Carvalho went down the last of the stairs separating him from the gathering, and waited in the hope that during one of his leisurely eyebrow raisings Marcos Nuñez would raise at least one eye sufficiently to notice his presence. Some of the faces were familiar to him from his university days, and he even managed to put names to them with a fair degree of success. He was aware that people were trying to work out who he was. Carvalho came closer to the group and stopped when his eyes met those of Nuñez. He guessed that he was about to invite him to join the group, and pre-empted the invitation by indicating that they needed to speak in private. Nuñez did not break off his discourse immediately; he first cropped its wings and then killed it with a few well-turned phrases which caused a lady equipped with the large eyes of a nocturnal animal to laugh.

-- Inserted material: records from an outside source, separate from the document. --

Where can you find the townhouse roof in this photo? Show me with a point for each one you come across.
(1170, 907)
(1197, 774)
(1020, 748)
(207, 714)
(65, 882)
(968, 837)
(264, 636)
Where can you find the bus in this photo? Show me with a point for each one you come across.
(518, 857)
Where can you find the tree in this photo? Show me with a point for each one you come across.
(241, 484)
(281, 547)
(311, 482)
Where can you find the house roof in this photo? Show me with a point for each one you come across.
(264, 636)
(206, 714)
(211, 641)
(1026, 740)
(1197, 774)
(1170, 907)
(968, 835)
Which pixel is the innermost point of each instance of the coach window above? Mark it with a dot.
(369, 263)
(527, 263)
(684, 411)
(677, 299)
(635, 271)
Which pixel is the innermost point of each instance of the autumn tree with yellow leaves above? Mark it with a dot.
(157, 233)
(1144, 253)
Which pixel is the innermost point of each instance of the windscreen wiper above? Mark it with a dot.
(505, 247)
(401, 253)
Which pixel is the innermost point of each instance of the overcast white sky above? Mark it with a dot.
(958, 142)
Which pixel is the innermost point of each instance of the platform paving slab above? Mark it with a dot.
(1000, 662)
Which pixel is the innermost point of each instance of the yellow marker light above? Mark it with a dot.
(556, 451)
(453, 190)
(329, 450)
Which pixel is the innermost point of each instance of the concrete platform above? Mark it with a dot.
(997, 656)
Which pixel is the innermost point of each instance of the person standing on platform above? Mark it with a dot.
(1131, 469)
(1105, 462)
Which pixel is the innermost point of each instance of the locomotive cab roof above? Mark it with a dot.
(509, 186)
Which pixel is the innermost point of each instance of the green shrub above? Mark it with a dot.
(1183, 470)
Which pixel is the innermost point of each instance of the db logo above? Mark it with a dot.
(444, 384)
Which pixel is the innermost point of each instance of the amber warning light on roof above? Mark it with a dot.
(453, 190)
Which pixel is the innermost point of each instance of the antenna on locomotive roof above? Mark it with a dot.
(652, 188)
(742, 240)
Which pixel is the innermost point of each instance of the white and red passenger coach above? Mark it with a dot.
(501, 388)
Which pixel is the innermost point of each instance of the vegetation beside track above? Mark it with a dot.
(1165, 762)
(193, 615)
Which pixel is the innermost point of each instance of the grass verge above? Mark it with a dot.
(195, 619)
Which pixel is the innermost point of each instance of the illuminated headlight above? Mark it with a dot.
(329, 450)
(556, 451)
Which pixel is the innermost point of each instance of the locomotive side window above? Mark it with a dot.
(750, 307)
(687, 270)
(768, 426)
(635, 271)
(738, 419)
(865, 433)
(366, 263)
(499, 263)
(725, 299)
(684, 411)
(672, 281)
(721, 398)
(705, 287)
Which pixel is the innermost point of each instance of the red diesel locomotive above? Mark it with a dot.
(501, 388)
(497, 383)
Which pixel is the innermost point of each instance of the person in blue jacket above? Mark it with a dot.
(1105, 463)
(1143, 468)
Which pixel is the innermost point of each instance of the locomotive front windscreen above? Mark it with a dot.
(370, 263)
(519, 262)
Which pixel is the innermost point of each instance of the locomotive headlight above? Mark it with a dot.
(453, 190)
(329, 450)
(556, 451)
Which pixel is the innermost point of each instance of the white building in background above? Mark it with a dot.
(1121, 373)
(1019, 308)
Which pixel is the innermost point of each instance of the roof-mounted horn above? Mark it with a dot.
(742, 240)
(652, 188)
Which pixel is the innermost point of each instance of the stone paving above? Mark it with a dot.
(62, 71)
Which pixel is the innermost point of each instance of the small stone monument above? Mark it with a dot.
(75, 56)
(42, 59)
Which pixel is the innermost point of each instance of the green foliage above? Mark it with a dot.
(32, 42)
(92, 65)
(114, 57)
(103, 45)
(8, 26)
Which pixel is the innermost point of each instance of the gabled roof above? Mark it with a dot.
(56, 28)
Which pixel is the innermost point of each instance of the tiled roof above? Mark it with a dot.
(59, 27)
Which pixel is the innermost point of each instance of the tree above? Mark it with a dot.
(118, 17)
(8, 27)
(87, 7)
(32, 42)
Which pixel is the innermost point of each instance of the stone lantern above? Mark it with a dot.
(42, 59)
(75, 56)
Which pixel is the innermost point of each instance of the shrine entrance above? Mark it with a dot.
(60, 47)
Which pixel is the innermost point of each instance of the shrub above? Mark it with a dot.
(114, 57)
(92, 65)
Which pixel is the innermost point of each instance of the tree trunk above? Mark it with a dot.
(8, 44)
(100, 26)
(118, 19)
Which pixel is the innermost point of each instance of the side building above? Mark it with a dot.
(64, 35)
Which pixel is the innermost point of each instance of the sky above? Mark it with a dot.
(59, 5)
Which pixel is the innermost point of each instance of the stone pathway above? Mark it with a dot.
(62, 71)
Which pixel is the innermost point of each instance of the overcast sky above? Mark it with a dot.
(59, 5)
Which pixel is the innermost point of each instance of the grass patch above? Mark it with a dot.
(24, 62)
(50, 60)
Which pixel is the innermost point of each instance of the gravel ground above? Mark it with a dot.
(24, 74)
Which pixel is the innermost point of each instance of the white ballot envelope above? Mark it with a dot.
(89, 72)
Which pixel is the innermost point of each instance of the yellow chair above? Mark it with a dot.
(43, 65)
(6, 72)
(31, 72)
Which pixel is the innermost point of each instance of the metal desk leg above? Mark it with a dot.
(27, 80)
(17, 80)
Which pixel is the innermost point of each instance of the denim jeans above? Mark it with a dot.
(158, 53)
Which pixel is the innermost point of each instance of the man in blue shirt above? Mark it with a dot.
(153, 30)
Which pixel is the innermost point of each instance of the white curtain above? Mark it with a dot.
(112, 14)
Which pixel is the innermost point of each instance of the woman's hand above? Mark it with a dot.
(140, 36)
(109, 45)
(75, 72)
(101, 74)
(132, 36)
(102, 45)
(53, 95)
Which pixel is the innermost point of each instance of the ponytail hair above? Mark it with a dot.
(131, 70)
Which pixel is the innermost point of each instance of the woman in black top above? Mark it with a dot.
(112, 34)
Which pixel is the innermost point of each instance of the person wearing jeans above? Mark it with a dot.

‘You’re a cynic, and you like people telling you so.’

‘Me? A cynic? I’m such a simple soul that you could twist me round your little finger.’

Nuñez got up and followed Carvalho to an adjoining room in which two married couples were drinking double scotch with ice but no water, a gin and tonic, and a vodka and orange.

‘You seem to keep yourself amused.’

‘If I keep myself amused I don’t get bored. I see it as preventive medicine.’

‘I was wondering whether you could help me with an inquiry. I’ve been trying to track down a man who was an inspector for Petnay—a friend of Antonio Jauma—Dieter Rhomberg. Do you know him?’

‘I know the name. Jauma used to say that he had the biggest penis in the world.’

‘The day before yesterday he was in San Francisco. But then, this morning, they told me that he’d disappeared two months ago, and that his whereabouts were unknown.’

‘Are you sure he was in San Francisco?’

‘A voice told me, “He’s gone for dinner at the Fairmont, and he’ll be back later.” Then, the day after, another voice told me that he’d gone on leave and disappeared. Anyway, you’ve hardly told me anything about Jauma’s life and habits. What sort of people did he mix with?’

‘In part old friends from the university, particularly the ones who had achieved a social status similar to his own. Not because this was what Jauma particularly wanted, but because circumstances dictated it. Of those of us who haven’t made it, only I and one other ex-comrade still have dealings with him.’

‘As friends? Or politically?’

‘Jauma’s only remaining link with politics was financial. He used to contribute to Party funds. Occasionally we would discuss things to do with the unions and the labour movement. He didn’t want problems with his workers, and he used to ask our advice. The last political talk we had together was when the embryo of new organizations began appearing in his firm, operating outside the Comisiones Obreras. Anarchists for the most part.